Israel aceptó la creación de una Autoridad Palestina. Los palestinos querían llamarla «Autoridad Nacional Palestina». Israel se negó. Cuando los palestinos, contrariamente a lo acordado, imprimieron sellos que contenían la palabra «nacional», tuvieron que destruirlos e imprimir otros nuevos.
Según el acuerdo de Oslo, las negociaciones sobre las cuestiones centrales —fronteras, Jerusalén, refugiados, asentamientos, etc.— debían comenzar en 1994 y terminar con un tratado de paz permanente en un plazo de cinco años.
Las negociaciones no terminaron en 1999 porque nunca comenzaron. ¿Por qué? Muy sencillo: sin un acuerdo final real el conflicto prosiguió en toda su furia. Israel construyó asentamientos a un ritmo frenético para crear «hechos sobre el terreno» antes de la apertura de las negociaciones reales.
Los palestinos iniciaron ataques violentos para acelerar la salida de los israelíes, convencidos de que «Israel sólo entiende el lenguaje de la fuerza».
El diablo, que como todo el mundo sabe está en los detalles, se vengó de los que aplazaron la tarea de pulir los detalles. Cada detalle se convirtió en una mina en el camino hacia la paz.
Esa es la naturaleza de un acuerdo marco: permite negociar sobre cada cuestión concreta una y otra vez, empezando cada vez desde el principio. Los negociadores israelíes aprovecharon esa posibilidad hasta la saciedad: cada «concesión» israelí fue vendida una y otra vez en las sucesivas negociaciones.
Primero en las negociaciones para la «Declaración de Principios», luego en las negociaciones de los acuerdos provisionales; sin duda se las vamos a volver a vender por tercera, cuarta y quinta vez en las negociaciones de los acuerdos permanentes.
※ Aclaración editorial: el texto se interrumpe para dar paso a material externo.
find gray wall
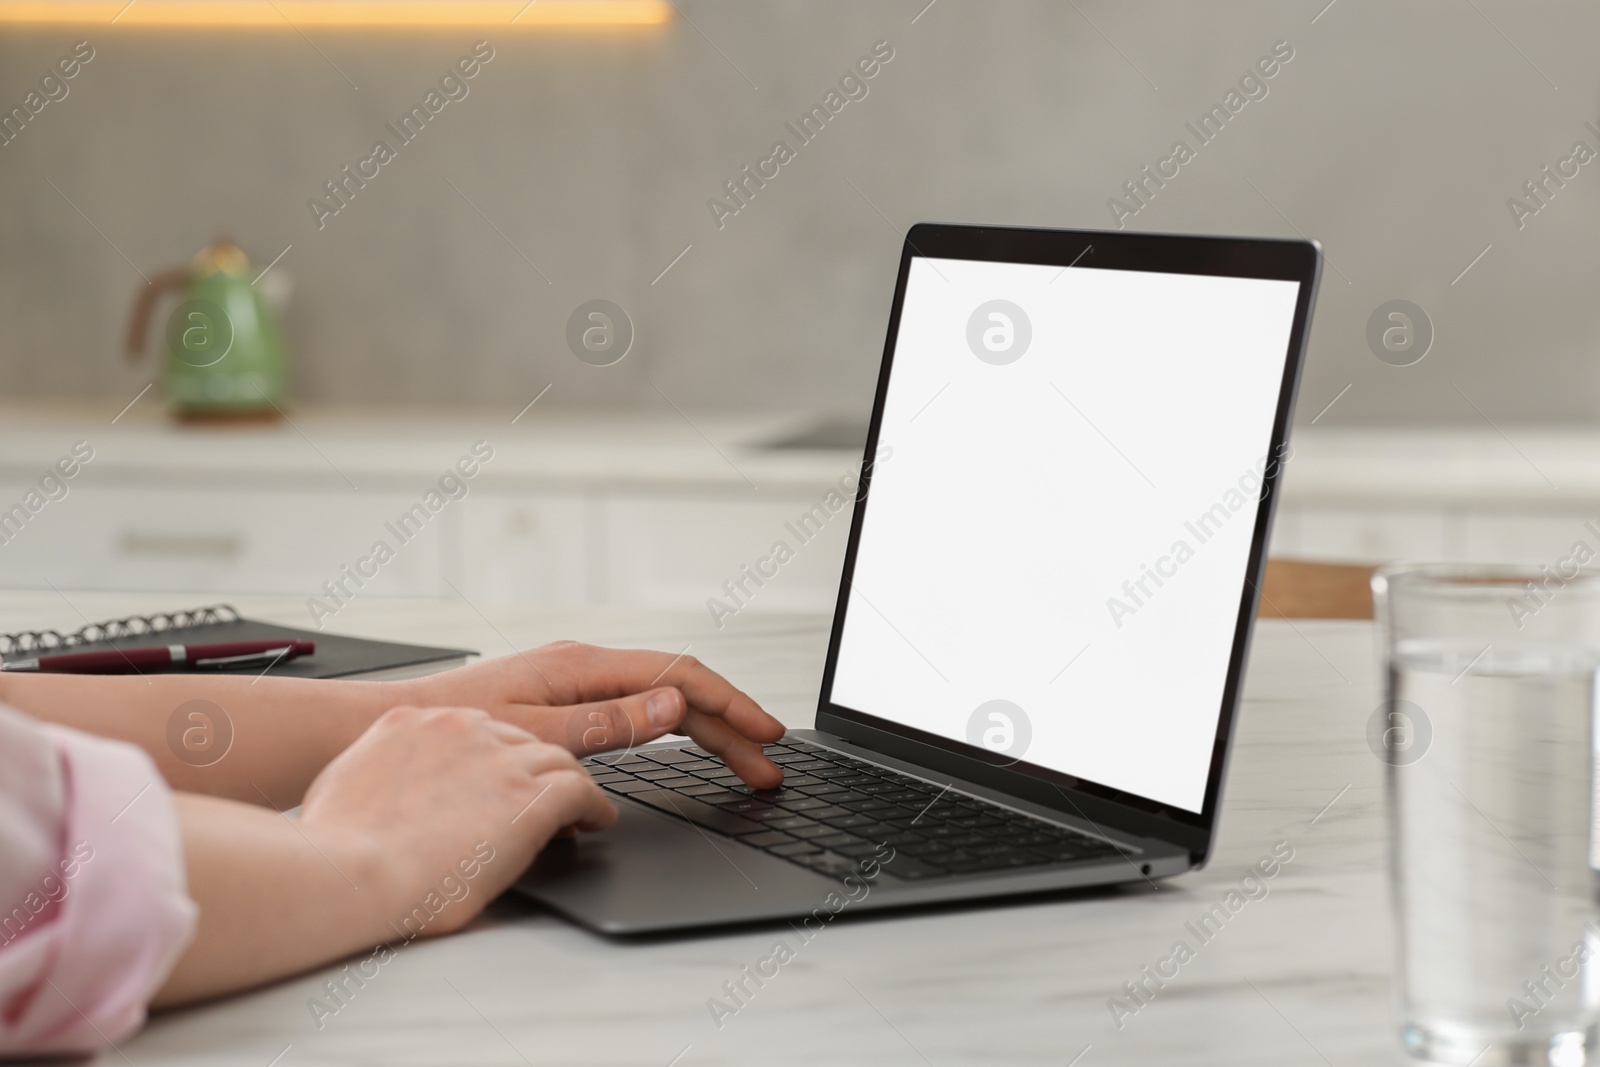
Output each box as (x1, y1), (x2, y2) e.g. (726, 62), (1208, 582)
(0, 0), (1595, 426)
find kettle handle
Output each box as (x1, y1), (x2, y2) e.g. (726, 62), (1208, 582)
(123, 268), (193, 362)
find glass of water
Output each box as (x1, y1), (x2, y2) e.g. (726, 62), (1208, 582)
(1374, 564), (1600, 1066)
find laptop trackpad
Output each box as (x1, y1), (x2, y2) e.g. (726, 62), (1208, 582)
(515, 798), (851, 934)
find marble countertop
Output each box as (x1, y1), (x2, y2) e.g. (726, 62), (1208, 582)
(0, 592), (1410, 1067)
(7, 401), (1600, 505)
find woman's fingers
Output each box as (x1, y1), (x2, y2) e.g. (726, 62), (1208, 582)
(552, 687), (684, 756)
(467, 643), (789, 785)
(539, 685), (783, 787)
(512, 764), (617, 834)
(674, 710), (784, 788)
(543, 645), (786, 746)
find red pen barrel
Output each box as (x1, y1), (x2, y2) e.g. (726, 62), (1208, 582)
(22, 639), (315, 673)
(33, 647), (177, 673)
Y cada vez se las cobraremos caro.
¿Significa esto que una declaración de principios es inútil?
Yo no diría eso. En diplomacia las declaraciones son importantes aunque no estén acompañadas de actos inmediatos. Resurgen una y otra vez. Las palabras que se han pronunciado no puede ser desdichas, aunque solo sean palabras. El genio no puede ser devuelto a la botella.
Cuando el gobierno de Israel reconoció al pueblo palestino le dio la puntilla a un argumento que había dominado la propaganda sionista desde hace casi cien años: que el pueblo palestino ni existe ni ha existido jamás. «No existe tal cosa», como dijo en repetidas ocasiones la (lamentablemente) inolvidable Golda Meir.
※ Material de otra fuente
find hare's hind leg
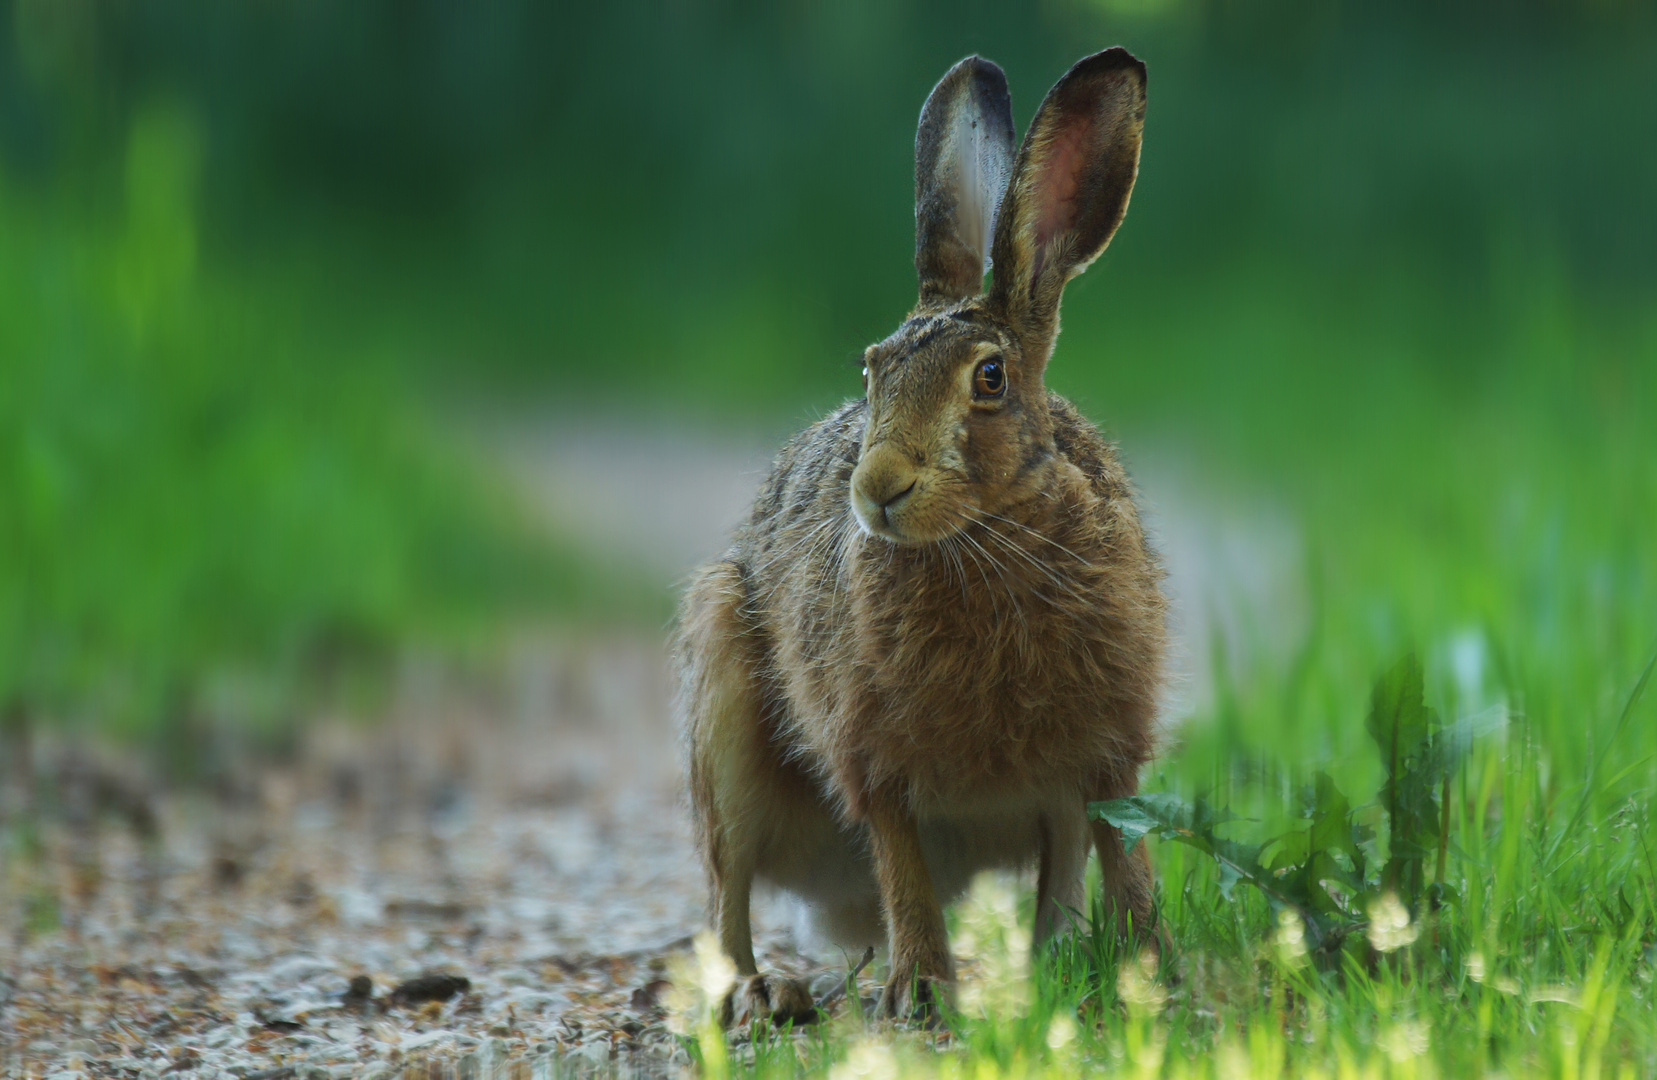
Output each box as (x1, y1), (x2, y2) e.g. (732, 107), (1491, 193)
(678, 562), (817, 1026)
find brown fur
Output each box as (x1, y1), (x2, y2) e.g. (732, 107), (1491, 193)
(676, 48), (1164, 1022)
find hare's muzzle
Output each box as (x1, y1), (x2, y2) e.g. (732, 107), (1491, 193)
(851, 446), (925, 542)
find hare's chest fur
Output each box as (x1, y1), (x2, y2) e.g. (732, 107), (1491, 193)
(768, 493), (1160, 811)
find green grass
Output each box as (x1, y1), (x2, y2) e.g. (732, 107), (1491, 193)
(0, 106), (636, 758)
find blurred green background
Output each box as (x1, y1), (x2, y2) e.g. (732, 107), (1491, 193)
(2, 0), (1653, 797)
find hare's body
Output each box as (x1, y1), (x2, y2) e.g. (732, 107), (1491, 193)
(682, 392), (1162, 950)
(677, 49), (1164, 1022)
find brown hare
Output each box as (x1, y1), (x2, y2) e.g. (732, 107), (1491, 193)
(676, 48), (1165, 1025)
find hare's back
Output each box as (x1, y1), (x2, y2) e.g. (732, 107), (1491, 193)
(1046, 391), (1137, 505)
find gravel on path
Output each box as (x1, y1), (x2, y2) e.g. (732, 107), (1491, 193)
(1, 635), (843, 1079)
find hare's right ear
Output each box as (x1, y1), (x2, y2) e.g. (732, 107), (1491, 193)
(914, 56), (1015, 305)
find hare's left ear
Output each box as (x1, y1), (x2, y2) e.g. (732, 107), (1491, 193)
(988, 48), (1145, 361)
(914, 56), (1016, 305)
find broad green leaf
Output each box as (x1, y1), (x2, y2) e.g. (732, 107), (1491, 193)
(1310, 772), (1364, 879)
(1366, 654), (1437, 785)
(1089, 794), (1178, 851)
(1266, 830), (1310, 872)
(1088, 793), (1238, 852)
(1365, 654), (1448, 903)
(1092, 795), (1281, 910)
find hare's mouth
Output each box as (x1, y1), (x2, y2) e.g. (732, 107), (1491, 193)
(851, 487), (915, 544)
(849, 478), (963, 547)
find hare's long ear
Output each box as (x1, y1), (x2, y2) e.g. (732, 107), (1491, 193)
(914, 56), (1015, 305)
(988, 48), (1145, 360)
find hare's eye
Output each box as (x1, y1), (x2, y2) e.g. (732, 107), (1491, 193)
(972, 357), (1006, 399)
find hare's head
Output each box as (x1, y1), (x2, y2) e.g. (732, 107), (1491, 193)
(850, 50), (1145, 545)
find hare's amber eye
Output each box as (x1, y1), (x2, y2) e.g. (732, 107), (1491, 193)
(973, 357), (1006, 399)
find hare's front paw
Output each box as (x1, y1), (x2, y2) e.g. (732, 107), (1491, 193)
(719, 973), (819, 1028)
(876, 972), (951, 1024)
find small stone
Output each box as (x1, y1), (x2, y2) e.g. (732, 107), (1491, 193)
(267, 954), (335, 984)
(571, 1040), (611, 1065)
(403, 1029), (456, 1051)
(390, 971), (471, 1007)
(342, 974), (374, 1010)
(629, 977), (671, 1011)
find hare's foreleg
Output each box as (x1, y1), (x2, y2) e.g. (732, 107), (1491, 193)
(1089, 805), (1158, 944)
(679, 563), (817, 1027)
(866, 791), (955, 1019)
(1093, 824), (1159, 956)
(1034, 803), (1091, 945)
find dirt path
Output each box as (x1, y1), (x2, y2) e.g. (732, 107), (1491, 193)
(2, 635), (821, 1078)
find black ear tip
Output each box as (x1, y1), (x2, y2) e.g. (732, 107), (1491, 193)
(1071, 46), (1147, 86)
(930, 54), (1008, 101)
(970, 58), (1013, 119)
(927, 55), (1011, 129)
(955, 55), (1010, 94)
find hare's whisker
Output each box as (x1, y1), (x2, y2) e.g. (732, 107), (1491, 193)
(976, 521), (1089, 605)
(950, 534), (993, 622)
(969, 511), (1086, 590)
(953, 517), (1026, 636)
(971, 508), (1095, 568)
(939, 534), (971, 608)
(752, 516), (836, 578)
(823, 515), (858, 627)
(954, 527), (1011, 631)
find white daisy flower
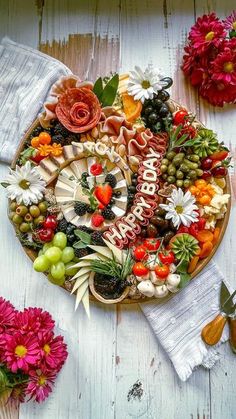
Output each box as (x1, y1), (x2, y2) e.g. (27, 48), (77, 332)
(3, 161), (46, 206)
(159, 188), (199, 229)
(127, 64), (167, 103)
Cuando los palestinos reconocieron el Estado de Israel este hecho provocó en la percepción del mundo árabe una revolución irreversible.
Cuando el líder de la derecha israelí reconoce ante el mundo entero la solución de «dos Estados para dos pueblos», dibuja una línea desde la que no hay vuelta atrás. Incluso si lo dice sin creerse realmente sus propias palabras sino solamente como una treta para salir del paso, las palabras tienen vida propia. Se han convertido en un hecho político: a partir de ahora ningún gobierno israelí puede volverse atrás.
Por eso la extrema derecha tenía razón cuando recientemente acusó a Netanyahu de poner en práctica —¡vade retro!— el “diseño Uri Avnery”. Su intención no es hacerme un cumplido, sino condenar a Netanyahu. Es como acusar al Papa de actuar al servicio de los ayatolás.
Si finalmente Netanyahu se viera obligado a firmar un “acuerdo marco” o una “plataforma de acuerdo” que estipulara la creación de un Estado palestino con las fronteras del 4 de junio de 1967, con su capital en Jerusalén Oriental y con limitados intercambios de territorio, tal cosa marcaría la dirección de todos los procesos diplomáticos en el futuro. Sin embargo, no creo que vaya a firmar algo así, e incluso si lo hiciera tampoco sería garantía de que lo fuera a cumplir.
Así pues, insisto: no debería haber acuerdo sobre un proceso diseñado para abocar a una «declaración de principios» o un «acuerdo marco».
Debería haber —aquí y ahora!— negociaciones para un tratado de paz total y definitivo.
El diablo se esconde en los acuerdos marco. Dios vive —si lo hace en algún sitio— en los tratados de paz.